Port conducted mock interviews, encouraging the students to tell their story until they were comfortable enough to “own” it. She recruited her husband, who works as an executive coach, as well as some of her friends and members of the Cornell Women’s Network to help with the practice interviews. The goal of these sessions was to give the students the confidence to tell prospective employers the things they needed to know to make that job offer, and to encourage the students to ask for the job.
Never be afraid to ask
“The first pointer I give each one of my mentees is never be afraid to ask,” says Port. “If you ask someone for something, the worst thing that happens is they say no, and you are no worse off than when you started. But if they say yes, you’ve made progress forward.”
In 2018 all three of the students Port mentored got jobs before they graduated. When one called her to tell her that he had just landed a job at IBM, “his voice was almost like a whisper when he said, ‘I got the job!’” Another had a 3.8 GPA in the Dyson School, and Port’s primary contribution was to build her confidence to successfully compete for a position in human resources after graduation.
Port testifies to the power of asking in her own career. She had five interviews to land her current position, and “in every one of those interviews, I asked for the job,” she says. “It came through that I wanted the job and that I had what it took to be successful at it.”
Port has been working in computer sales since 1986, when she was recruited into NCR’s sales training program. She worked for Sun Microsystems from 2000 through 2011, and she currently works for Pure Storage, managing a global team with members in the US, Europe, Singapore, Australia, and India. She jokes that “somebody on my team is always awake.” In 2018, her team won the company’s Global Account Team of the Year award.
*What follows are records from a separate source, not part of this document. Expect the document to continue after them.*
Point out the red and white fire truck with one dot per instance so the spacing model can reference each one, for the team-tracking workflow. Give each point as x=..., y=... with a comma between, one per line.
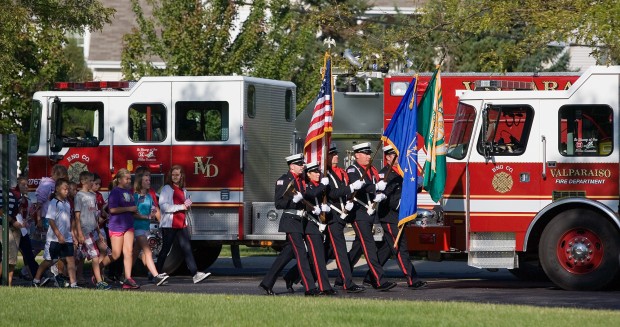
x=533, y=177
x=230, y=134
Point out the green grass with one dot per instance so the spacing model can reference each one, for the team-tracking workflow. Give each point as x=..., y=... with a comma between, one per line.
x=52, y=307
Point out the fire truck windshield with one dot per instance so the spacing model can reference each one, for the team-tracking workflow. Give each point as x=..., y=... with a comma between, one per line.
x=460, y=137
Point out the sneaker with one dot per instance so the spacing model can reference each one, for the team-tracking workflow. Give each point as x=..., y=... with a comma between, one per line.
x=200, y=276
x=54, y=270
x=44, y=280
x=129, y=283
x=161, y=279
x=103, y=286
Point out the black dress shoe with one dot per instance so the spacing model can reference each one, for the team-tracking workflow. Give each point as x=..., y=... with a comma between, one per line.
x=386, y=286
x=356, y=289
x=418, y=285
x=330, y=292
x=267, y=290
x=314, y=292
x=289, y=286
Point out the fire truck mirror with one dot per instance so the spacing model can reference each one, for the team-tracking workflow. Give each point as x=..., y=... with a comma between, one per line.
x=56, y=125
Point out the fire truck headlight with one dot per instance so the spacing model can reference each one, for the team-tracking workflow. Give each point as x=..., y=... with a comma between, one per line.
x=272, y=215
x=398, y=88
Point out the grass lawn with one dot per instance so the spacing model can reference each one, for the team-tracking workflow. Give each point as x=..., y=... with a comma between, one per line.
x=52, y=307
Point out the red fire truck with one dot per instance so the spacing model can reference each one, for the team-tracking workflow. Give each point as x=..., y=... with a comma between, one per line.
x=230, y=134
x=533, y=179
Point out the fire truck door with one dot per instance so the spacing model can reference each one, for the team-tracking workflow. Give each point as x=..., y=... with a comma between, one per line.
x=504, y=172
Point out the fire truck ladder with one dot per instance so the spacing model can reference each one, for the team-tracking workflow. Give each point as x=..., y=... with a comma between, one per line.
x=492, y=250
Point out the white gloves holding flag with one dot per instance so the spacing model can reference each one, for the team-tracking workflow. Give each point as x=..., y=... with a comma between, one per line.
x=380, y=186
x=380, y=197
x=348, y=206
x=316, y=211
x=297, y=197
x=356, y=185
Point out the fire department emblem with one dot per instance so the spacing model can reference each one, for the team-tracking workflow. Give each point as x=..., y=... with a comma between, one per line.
x=75, y=169
x=502, y=182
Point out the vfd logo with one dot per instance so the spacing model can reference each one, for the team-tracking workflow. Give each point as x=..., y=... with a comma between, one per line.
x=205, y=167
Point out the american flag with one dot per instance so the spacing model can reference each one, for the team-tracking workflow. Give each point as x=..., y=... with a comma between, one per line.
x=319, y=131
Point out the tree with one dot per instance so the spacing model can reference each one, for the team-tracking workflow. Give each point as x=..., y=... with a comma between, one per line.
x=32, y=39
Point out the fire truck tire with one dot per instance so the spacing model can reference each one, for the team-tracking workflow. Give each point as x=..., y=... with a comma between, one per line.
x=579, y=251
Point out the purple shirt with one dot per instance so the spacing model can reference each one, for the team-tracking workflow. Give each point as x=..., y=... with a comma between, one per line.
x=119, y=198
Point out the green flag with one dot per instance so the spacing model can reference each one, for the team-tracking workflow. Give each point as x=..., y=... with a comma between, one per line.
x=430, y=127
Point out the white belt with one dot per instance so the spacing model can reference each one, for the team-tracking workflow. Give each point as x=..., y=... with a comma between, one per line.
x=300, y=213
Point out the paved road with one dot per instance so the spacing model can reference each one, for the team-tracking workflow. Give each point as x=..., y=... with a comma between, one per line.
x=448, y=281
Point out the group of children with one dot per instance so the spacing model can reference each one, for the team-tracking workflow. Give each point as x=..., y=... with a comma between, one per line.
x=81, y=226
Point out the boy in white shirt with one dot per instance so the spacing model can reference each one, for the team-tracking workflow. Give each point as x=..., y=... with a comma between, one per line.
x=59, y=239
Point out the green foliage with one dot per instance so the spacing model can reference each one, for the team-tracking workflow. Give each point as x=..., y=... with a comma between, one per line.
x=58, y=306
x=33, y=56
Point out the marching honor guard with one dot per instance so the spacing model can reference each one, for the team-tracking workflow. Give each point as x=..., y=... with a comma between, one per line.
x=339, y=192
x=388, y=216
x=364, y=213
x=289, y=196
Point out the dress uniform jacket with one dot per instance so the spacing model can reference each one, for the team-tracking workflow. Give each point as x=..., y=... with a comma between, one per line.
x=291, y=221
x=366, y=194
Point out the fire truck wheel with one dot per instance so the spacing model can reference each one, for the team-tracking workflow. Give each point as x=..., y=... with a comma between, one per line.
x=579, y=251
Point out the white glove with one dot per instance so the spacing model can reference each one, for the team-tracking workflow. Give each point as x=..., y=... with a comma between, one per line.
x=356, y=185
x=297, y=197
x=380, y=197
x=380, y=186
x=316, y=211
x=348, y=206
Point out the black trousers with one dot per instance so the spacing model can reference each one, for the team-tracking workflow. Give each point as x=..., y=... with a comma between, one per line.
x=338, y=246
x=294, y=248
x=168, y=236
x=363, y=232
x=386, y=250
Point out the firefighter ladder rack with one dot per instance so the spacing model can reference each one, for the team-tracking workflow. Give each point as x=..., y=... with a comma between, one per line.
x=492, y=250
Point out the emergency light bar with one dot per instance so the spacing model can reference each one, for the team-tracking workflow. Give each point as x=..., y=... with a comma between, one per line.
x=90, y=86
x=481, y=85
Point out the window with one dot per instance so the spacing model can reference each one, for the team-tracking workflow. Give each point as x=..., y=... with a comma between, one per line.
x=35, y=127
x=201, y=121
x=585, y=130
x=461, y=131
x=251, y=101
x=506, y=130
x=147, y=122
x=288, y=106
x=81, y=124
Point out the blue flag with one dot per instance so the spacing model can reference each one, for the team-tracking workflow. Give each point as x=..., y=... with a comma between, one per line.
x=401, y=133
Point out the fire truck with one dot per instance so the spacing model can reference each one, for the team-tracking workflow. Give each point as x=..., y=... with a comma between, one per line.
x=230, y=134
x=533, y=178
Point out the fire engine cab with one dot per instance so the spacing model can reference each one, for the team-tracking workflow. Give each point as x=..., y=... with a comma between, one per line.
x=230, y=134
x=533, y=177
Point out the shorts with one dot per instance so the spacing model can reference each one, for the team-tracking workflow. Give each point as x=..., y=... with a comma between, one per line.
x=58, y=251
x=120, y=234
x=89, y=249
x=14, y=236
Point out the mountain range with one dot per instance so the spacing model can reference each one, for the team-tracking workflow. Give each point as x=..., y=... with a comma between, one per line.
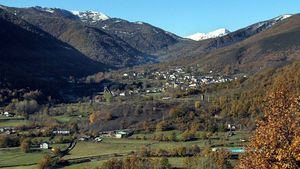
x=43, y=44
x=214, y=34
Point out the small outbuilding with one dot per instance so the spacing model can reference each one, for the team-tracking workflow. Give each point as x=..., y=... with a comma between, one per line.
x=44, y=145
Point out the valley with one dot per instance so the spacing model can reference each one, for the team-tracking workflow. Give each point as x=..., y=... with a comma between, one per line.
x=86, y=90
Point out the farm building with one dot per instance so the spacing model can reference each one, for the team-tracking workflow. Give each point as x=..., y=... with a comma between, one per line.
x=44, y=145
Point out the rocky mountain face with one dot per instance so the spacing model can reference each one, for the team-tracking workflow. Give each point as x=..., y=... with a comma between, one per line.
x=140, y=35
x=214, y=34
x=190, y=48
x=273, y=43
x=91, y=41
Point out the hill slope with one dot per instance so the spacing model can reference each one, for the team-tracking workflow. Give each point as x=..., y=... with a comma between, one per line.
x=29, y=54
x=91, y=41
x=271, y=47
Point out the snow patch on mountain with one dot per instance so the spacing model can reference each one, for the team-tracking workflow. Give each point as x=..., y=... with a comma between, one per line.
x=214, y=34
x=91, y=16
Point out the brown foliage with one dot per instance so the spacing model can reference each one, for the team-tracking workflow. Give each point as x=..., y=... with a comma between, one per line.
x=276, y=141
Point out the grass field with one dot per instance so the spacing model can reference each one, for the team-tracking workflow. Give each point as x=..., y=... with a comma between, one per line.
x=13, y=123
x=15, y=156
x=100, y=152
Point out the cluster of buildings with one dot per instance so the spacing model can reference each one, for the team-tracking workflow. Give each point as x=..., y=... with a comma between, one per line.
x=107, y=134
x=7, y=114
x=7, y=130
x=178, y=78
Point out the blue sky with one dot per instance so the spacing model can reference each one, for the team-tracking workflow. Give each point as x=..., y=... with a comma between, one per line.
x=183, y=17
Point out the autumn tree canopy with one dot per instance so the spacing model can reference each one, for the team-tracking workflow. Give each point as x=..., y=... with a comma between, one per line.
x=276, y=142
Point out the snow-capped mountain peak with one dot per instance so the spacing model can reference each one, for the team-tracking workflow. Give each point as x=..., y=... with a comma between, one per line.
x=214, y=34
x=282, y=17
x=91, y=16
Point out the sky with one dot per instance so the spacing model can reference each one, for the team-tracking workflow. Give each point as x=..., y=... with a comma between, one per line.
x=182, y=17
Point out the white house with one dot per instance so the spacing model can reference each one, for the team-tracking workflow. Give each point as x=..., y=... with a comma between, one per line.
x=98, y=139
x=7, y=114
x=44, y=145
x=62, y=132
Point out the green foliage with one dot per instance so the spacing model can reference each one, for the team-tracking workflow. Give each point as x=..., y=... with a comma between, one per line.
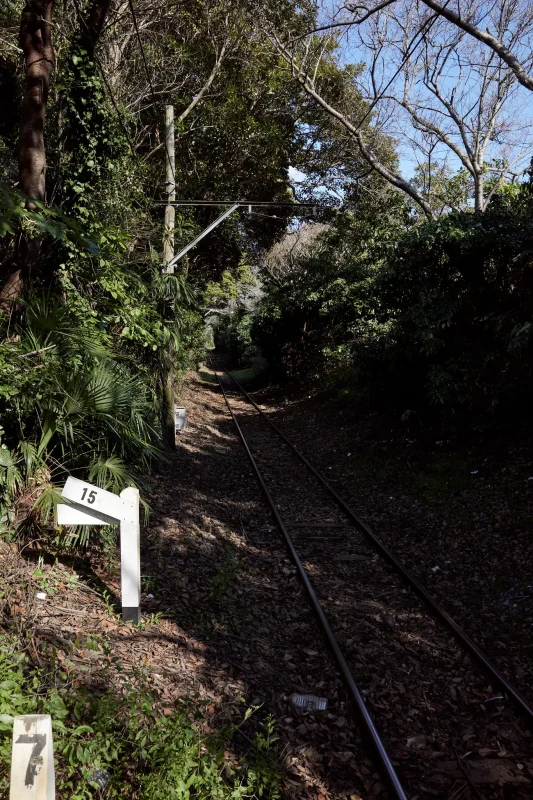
x=125, y=741
x=233, y=335
x=428, y=313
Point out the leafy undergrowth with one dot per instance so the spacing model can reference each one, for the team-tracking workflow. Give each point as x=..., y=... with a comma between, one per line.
x=115, y=735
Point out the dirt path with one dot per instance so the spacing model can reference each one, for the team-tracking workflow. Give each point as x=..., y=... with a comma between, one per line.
x=226, y=621
x=225, y=577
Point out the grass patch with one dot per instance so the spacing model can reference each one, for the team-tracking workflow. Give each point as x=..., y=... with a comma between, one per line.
x=124, y=742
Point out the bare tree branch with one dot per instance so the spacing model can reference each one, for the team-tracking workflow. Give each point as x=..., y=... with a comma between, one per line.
x=487, y=38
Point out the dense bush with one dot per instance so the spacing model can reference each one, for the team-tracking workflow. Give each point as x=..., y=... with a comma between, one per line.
x=432, y=313
x=128, y=742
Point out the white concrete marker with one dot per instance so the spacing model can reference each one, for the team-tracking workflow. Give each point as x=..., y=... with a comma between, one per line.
x=93, y=498
x=180, y=419
x=130, y=556
x=90, y=505
x=32, y=759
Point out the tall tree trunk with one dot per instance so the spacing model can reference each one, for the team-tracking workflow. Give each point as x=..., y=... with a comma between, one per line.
x=36, y=42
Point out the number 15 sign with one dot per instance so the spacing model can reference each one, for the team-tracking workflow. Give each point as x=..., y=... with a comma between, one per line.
x=86, y=504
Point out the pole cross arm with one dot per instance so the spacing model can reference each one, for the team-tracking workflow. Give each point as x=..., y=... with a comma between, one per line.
x=201, y=235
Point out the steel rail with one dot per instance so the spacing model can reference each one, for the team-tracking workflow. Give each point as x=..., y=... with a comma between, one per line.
x=365, y=719
x=431, y=603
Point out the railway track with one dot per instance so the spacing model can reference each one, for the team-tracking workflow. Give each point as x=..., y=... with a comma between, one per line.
x=331, y=525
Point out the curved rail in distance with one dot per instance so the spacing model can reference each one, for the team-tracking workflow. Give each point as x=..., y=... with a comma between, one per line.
x=437, y=610
x=366, y=721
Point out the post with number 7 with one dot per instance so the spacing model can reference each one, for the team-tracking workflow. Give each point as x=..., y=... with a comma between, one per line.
x=90, y=505
x=32, y=759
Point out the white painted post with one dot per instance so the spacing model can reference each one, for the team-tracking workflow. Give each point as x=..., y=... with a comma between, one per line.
x=90, y=505
x=130, y=556
x=32, y=759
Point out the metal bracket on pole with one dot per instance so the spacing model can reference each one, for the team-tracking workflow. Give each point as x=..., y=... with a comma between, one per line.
x=201, y=235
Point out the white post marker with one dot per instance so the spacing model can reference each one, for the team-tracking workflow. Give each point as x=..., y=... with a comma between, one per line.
x=90, y=505
x=32, y=759
x=130, y=556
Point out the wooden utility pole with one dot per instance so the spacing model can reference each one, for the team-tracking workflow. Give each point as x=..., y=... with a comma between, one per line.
x=168, y=409
x=170, y=185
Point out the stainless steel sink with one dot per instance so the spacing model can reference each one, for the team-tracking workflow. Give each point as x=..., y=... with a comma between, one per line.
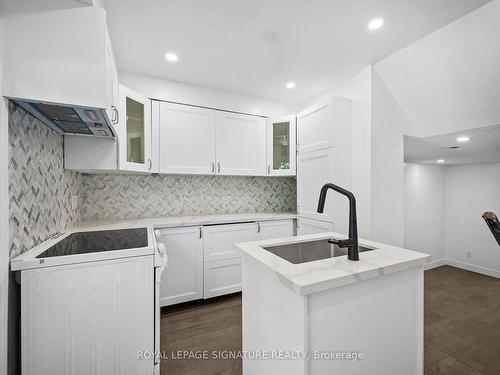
x=303, y=252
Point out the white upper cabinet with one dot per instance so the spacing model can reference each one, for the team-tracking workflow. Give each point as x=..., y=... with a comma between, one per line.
x=241, y=144
x=315, y=128
x=134, y=129
x=281, y=150
x=187, y=139
x=57, y=56
x=327, y=124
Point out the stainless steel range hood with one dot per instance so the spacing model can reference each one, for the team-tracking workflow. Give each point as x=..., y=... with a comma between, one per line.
x=70, y=119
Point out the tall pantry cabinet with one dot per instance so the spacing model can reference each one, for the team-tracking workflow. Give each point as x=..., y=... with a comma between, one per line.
x=324, y=144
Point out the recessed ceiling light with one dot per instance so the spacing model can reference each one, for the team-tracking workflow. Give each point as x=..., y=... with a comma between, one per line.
x=376, y=23
x=463, y=139
x=172, y=57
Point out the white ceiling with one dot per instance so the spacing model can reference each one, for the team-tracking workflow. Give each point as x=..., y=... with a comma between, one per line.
x=483, y=147
x=450, y=80
x=256, y=46
x=24, y=6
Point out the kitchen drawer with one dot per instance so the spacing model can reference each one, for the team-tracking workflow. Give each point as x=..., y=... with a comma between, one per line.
x=219, y=240
x=267, y=230
x=222, y=277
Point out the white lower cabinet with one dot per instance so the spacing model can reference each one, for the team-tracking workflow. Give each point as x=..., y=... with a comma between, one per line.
x=183, y=279
x=222, y=277
x=202, y=261
x=310, y=226
x=219, y=240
Tap the power of your Cornell network
Port says that she was fortunate to have had some great male mentors as she came up through the ranks. She has made a point of serving as a mentor for others, particularly for younger women. “The computer field was predominantly male when I started,” says Port. “Honestly, the hardware side of the business still is.” Port reports that she’s often the only woman in the room.
“I think it’s important for young women to see someone who has had a long career, while also having a family, and that it hasn’t all been about work,” she says. “I provide guidance as they progress in their position, and when they are considering career and life decisions.”
Port says that she learned to work “really hard” at Cornell, which prepared her well for the world of work. In the 35 years since she graduated, Port has remained deeply connected to the university. She has come back to Ithaca roughly twice each year, most recently from her home in New Hampshire.
During these visits, Port has enjoyed rappelling off Schoellkopf Stadium, touring the ice cream production facility in Stocking Hall, and exploring the secret passageways in Willard Straight Hall. “I love almost everything about Cornell,” she says. “I like to say that I bleed Cornell red.”
Port treasures her many lifelong friendships with Cornellians. Through her volunteer activities, Port has developed friendships spanning many generations. “I have friends from every decade through my Cornell network,” she says. “We alumni ‘get’ each other at some basic level,” she says.
She encourages recent graduates to check out their local Cornell Club, where they’ll “meet classmates who didn’t grow up like you.”
“Cornell is a microcosm of the global community we live in,” she says. “It’s great preparation for the world you’re graduating into.”